O Itaú reconheceu a realização de cobranças indevidas em cartões de crédito de clientes ao longo de 14 anos, entre 2011 e 2025. Segundo investigação conduzida pelo Procon do Ministério Público de Minas Gerais, consumidores tiveram valores descontados por seguros e serviços que não haviam contratado, inclusive em casos em que o cancelamento já havia sido solicitado.
O Banco Itaú reconheceu a realização de cobranças irregulares relacionadas a seguros vinculados a cartões de crédito ao longo dos últimos 14 anos. Segundo investigação do Procon do Ministério Público de Minas Gerais, diversos consumidores continuaram sofrendo descontos mesmo após pedirem o cancelamento dos cartões ou dos serviços associados.

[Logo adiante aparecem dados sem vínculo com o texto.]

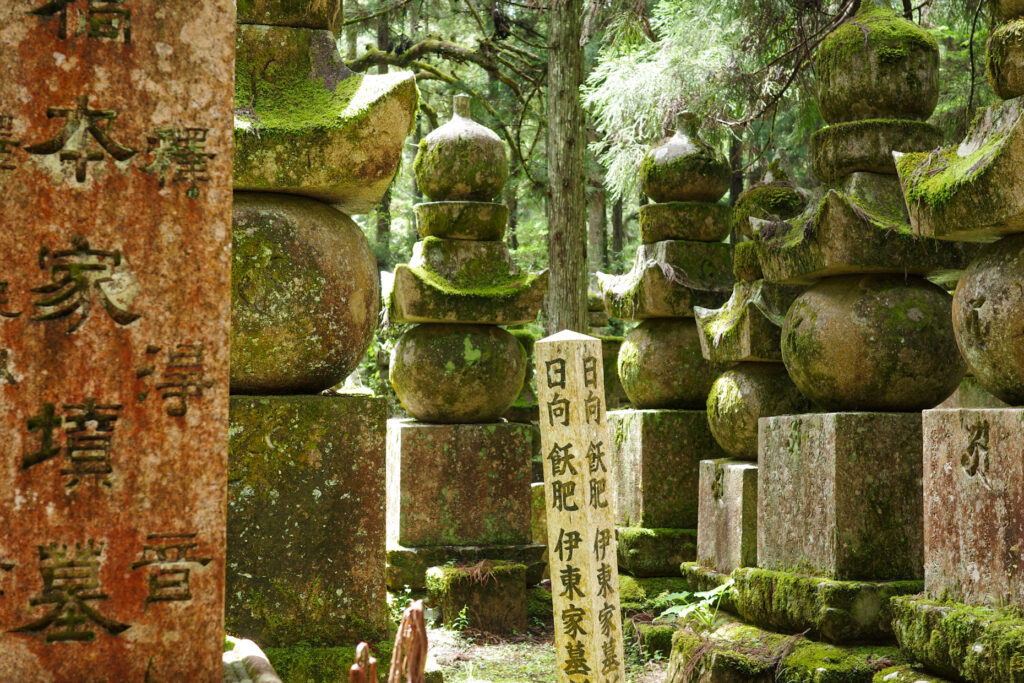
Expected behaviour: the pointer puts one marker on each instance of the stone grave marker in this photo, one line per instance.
(582, 547)
(115, 255)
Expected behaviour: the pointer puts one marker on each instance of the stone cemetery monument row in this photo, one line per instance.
(115, 163)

Comunicado do banco (Reprodução/Redes Sociais)
As apurações também revelaram que muitos clientes não percebiam os valores debitados, já que as cobranças costumavam ser pequenas e apareciam diretamente nas faturas. A maior parte das reclamações envolve adesões feitas em estabelecimentos parceiros responsáveis pela oferta de cartões ligados ao Itaucard.
Itaú anuncia ressarcimento
Depois de uma série de denúncias de consumidores, o Procon do Ministério Público de Minas Gerais e o Idec firmaram um acordo com o Banco Itaú para garantir a devolução de valores cobrados de forma irregular. O compromisso foi oficializado em fevereiro deste ano, mas o ressarcimento não será automático para todos os clientes afetados.
Pelas regras estabelecidas, terão direito à devolução apenas os consumidores que conseguirem comprovar a cobrança indevida de seguros vinculados aos cartões de crédito e que tenham registrado reclamações formais sobre o caso. Mesmo com o reconhecimento das falhas pelo banco, a medida limita o reembolso a parte dos clientes prejudicados.
Neste domingo (24), o Itaú divulgou em suas redes sociais um comunicado informando que consumidores afetados entre 13 de junho de 2011 e 18 de dezembro de 2025 já podem solicitar o ressarcimento dos valores cobrados indevidamente.
Código do Consumidor prevê devolução
Segundo o Código de Defesa do Consumidor, a cobrança de serviços sem autorização do cliente pode ser considerada uma prática abusiva. Nesses casos, a legislação prevê o direito à devolução dos valores pagos de forma indevida, inclusive com possibilidade de restituição em dobro quando a irregularidade é comprovada.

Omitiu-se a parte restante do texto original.